These particular records have a type that is in essence an array of strings six-long, [String; 6], and we need to perform maps, filters, joins, grouping, and even fixed-point iteration, all using types like this (likely with other values of 6).

Strings do work!

Before going anywhere too exotic, like Fiji (sigh), the String type totally works in differential dataflow. You can go and do graph computations where the node type is String, or (Vec<String>, bool), or whatever crazy types you kids use to do your graph processing in Javascript (lol, I know… “types”).

The String type works but it can be a bit inefficient when compared to something like usize, which is just a much simpler type to work with when we want to hash-distribute records, or sort records, or group them by keys. It is also much more efficient to clone a usize than a String—the latter means we must allocate some memory and most likely de-allocate it at some future point—and generally even using String types means we have some memory indirection along our critical path (farewell, branchless sort performance!).

Interning Strings

While String works, it might be interesting to perform something like string interning, in which each of the string instances is replaced by one representative, deduplicating the actual strings (allocations) being used.

Let’s try something same same, but different: replacing each string with a unique integer identifier. We do lose the ability to do string-y operations, like substrings and converting to upper and lower case, but we can still do equality testing and hash-distribution and many of the core things we need to do in our data-parallel compute lifestyle.

In the context of the program analysis project linked above, we can still execute Datalog programs, as they only really care about exact matches between fields.

Single-threaded, string replacement would be super easy:

/// Ensure `string` exists in `map`, return unique identifier.
fn intern_in(string: String, map: &mut HashMap<String, usize>) -> usize {
    let len = map.len();
    *map.entry(string)
        .or_insert(len)
}

Whenever we intern a string, we either return its existing identifier or add it with a new distinct identifier and then return that.

This skips a few fun issues like do we ever remove interned strings (not here), how to we look up strings from their identifiers (a second map, I guess), can we do this in parallel, and maybe a few other issues.

We aren’t going to stick with this approach, but it is good to see that it isn’t all that painful.

Interning Strings IN DIFFERENTIAL DATAFLOW

Let’s write a fairly simple computation that will intern strings using differential dataflow.

Can’t we just use the above single-threaded fragment?

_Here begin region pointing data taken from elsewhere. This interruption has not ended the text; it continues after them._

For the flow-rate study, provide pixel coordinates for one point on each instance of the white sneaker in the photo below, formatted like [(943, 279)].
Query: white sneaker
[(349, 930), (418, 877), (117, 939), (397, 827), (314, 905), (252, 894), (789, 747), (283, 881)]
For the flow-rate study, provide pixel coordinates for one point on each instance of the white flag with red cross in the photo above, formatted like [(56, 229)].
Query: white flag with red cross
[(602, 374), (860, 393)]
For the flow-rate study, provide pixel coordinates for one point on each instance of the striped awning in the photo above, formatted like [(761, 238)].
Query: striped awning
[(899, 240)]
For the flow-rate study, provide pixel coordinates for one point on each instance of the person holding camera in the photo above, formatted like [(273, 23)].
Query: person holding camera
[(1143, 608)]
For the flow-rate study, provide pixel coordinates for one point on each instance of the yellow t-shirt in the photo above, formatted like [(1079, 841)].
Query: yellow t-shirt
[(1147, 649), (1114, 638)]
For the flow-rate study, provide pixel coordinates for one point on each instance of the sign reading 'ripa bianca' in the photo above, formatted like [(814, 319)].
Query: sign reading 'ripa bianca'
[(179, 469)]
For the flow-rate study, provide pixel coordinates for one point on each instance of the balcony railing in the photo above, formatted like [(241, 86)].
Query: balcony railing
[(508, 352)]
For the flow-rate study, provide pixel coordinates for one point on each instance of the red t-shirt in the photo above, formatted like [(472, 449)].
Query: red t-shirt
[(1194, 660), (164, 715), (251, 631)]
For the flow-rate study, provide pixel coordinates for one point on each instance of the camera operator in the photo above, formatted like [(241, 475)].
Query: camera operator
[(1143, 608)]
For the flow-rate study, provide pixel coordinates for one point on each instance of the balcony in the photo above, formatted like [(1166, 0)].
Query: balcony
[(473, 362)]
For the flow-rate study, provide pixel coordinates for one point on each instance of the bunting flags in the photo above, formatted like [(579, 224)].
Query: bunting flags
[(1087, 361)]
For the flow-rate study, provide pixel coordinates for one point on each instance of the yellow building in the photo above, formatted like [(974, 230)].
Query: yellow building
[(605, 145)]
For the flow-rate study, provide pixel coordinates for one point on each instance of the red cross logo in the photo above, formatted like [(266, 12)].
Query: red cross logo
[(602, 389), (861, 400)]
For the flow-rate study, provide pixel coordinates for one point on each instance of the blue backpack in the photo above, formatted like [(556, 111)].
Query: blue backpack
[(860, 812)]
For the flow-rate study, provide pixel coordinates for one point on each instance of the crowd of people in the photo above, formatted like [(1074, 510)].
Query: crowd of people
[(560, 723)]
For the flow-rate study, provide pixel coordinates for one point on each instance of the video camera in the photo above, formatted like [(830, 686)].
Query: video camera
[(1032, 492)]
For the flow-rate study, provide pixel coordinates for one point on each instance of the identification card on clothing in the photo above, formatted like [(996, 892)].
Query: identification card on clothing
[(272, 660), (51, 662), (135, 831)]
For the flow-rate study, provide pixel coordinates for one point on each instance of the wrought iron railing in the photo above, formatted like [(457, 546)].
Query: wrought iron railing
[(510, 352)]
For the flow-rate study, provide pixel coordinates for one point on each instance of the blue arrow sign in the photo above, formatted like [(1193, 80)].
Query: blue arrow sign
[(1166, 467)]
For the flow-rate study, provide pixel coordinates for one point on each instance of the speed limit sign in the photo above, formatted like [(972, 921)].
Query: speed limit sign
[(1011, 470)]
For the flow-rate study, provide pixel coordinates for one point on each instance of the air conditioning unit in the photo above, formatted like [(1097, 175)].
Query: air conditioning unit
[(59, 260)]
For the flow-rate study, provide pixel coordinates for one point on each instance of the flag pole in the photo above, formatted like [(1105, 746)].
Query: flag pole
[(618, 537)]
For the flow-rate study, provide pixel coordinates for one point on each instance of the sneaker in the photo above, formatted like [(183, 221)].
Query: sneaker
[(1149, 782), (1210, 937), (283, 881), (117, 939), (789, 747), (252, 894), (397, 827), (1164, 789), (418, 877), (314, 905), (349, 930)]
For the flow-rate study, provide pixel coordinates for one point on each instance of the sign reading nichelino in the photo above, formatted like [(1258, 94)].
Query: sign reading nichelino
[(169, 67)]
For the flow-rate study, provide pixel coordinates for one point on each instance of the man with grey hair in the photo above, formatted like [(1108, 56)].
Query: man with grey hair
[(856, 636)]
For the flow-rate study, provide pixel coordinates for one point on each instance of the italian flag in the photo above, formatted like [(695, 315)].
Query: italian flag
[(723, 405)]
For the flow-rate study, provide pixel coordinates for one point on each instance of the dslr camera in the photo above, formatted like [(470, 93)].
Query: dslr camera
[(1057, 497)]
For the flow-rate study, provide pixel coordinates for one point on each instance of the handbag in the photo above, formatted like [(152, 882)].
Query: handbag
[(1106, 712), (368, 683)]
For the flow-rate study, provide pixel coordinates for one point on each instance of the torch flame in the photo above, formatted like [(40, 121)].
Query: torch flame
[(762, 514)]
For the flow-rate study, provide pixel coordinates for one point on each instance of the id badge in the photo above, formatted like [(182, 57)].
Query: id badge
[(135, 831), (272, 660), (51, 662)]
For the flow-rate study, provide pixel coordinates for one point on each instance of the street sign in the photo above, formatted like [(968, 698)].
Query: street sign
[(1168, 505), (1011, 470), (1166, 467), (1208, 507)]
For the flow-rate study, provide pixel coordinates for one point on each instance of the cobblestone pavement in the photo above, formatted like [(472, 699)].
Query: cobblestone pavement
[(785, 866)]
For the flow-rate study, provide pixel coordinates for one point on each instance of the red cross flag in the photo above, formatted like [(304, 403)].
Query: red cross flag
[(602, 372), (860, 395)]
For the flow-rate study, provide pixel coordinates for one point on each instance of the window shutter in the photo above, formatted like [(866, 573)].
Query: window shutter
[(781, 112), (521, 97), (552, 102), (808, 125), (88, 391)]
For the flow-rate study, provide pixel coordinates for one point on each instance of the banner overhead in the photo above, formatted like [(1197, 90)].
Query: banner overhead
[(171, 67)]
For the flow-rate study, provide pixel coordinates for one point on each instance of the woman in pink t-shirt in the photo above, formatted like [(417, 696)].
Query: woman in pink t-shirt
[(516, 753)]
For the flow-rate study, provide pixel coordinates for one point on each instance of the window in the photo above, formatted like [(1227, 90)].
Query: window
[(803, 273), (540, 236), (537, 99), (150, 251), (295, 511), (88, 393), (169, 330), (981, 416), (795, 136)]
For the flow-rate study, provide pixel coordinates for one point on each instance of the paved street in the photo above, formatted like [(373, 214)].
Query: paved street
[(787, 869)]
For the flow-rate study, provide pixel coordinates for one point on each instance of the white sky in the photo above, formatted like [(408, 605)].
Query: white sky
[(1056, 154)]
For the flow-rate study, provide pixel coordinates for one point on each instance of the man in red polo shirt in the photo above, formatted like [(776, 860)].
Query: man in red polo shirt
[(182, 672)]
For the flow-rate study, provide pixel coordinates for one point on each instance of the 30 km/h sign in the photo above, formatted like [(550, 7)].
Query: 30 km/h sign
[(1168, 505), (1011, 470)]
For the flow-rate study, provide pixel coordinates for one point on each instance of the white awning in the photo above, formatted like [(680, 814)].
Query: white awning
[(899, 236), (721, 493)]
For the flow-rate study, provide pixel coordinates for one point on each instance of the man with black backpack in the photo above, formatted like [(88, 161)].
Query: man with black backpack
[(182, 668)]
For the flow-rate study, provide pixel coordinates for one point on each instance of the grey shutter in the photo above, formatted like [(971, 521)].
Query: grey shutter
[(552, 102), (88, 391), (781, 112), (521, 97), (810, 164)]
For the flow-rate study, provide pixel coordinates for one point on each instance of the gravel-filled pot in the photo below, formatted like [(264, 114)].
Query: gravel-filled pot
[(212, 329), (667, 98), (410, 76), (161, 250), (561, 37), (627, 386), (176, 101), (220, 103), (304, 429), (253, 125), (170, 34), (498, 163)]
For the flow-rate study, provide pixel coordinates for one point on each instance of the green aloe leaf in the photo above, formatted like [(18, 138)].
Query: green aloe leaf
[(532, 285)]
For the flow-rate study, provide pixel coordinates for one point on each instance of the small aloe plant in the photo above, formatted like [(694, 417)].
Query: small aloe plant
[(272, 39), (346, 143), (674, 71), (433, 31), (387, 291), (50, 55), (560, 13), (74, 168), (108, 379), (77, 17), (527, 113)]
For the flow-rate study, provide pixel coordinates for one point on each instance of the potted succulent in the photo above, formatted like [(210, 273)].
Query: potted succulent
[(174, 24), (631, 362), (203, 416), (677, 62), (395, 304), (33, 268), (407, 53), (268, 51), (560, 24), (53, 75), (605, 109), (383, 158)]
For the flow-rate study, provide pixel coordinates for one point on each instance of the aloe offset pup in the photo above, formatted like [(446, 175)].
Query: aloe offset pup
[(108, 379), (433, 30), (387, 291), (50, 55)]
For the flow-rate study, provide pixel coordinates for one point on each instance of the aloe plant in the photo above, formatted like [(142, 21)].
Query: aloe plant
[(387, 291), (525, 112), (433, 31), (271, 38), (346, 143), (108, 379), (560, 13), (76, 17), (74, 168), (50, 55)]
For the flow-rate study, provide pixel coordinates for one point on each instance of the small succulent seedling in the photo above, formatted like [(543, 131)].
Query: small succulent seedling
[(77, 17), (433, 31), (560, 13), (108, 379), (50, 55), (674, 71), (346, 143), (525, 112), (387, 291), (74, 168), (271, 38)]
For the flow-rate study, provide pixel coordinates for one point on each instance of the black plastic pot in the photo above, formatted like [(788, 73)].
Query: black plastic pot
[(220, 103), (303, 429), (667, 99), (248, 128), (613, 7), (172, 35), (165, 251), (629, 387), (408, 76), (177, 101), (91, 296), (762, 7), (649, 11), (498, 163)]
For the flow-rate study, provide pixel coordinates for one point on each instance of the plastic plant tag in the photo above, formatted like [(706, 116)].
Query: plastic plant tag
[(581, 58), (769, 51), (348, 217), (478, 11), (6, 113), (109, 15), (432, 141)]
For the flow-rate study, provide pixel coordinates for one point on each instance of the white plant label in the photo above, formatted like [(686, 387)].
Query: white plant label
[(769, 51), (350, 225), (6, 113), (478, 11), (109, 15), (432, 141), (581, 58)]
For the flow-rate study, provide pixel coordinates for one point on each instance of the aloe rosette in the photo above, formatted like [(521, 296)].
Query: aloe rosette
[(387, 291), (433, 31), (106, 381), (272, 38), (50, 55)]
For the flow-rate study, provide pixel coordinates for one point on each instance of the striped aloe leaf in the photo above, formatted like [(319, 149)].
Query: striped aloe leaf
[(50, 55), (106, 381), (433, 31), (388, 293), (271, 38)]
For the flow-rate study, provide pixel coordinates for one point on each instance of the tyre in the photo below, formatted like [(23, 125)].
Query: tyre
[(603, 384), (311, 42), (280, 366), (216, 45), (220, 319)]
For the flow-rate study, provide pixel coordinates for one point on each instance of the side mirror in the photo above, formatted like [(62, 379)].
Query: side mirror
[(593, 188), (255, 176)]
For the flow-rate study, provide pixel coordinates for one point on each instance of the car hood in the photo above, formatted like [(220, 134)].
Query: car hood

Sure, sure. I did that in the project linked up above. It works, it’s totally fine, but it just feels a bit gross and non-robust. For example, we have to do all of the data loading on one thread, because we can’t intern the strings in parallel. If the set of strings changes dramatically, we keep all of the pre-existing strings around grotting up the place. Also c’mon, this is going to be neat and you might learn something. :D

As a first, guess, couldn’t we just intern strings by hashing each of them and using the hash as the integer identifier? Almost, but there could be collisions. How about, if there are collisions, we pick one winner and re-hash the others until they don’t collide?

Bingo!

/// Assigns a unique identifier to each element of `collection`.
fn intern<G, D>(collection: &Collection<G, D>) -> Collection<G, (D, usize)>
where
    G: Scope,
    G::Timestamp: Lattice,
    D: Data,
{
    collection
        // initialize each string at "round" zero.
        .map(|record| (0, record))
        .iterate(|temp| {
            // propose a candidate hash from (round, string),
            // group by hash and pick at most one winner,
            //       defer non-winners to the next round.
            temp.map(|pair| (pair.hashed(), pair))
                .group(|_hash, input, output| {
                    // first (round, string) wins!
                    output.push((input[0].0.clone(), 1));
                    // if any losers, increment their rounds.
                    for ((round, record),_count) in input[1..].iter() {
                        output.push(((*round+1, record.clone()), 1));
                    }
                })
                .map(|(_hash, pair)| pair)
        })
        .map(|pair| (pair.1, pair.hashed()))
}

This works great. Each string in collection gets a fairly random hash in round zero, and if there are any collisions we pick a winner (the earliest round, breaking ties lexicographically by string) and promote the losers to the next round. We don’t really expect many collisions, and we really don’t expect any one string to repeatedly collide with other strings (assuming our .hashed() method is worth anything).

What happens when we have a change in our input strings?

Not very much, which is great news! There was so little interaction of strings, that there are similarly sparse changes to their interactions. Perhaps we could add a string that evicts a winner, but the cascade should be quite limited. Perhaps when we remove a winner we end up finding the string or two it collided with and re-naming them winner. But, most of the time we add or remove a string and its hash value as an identifier.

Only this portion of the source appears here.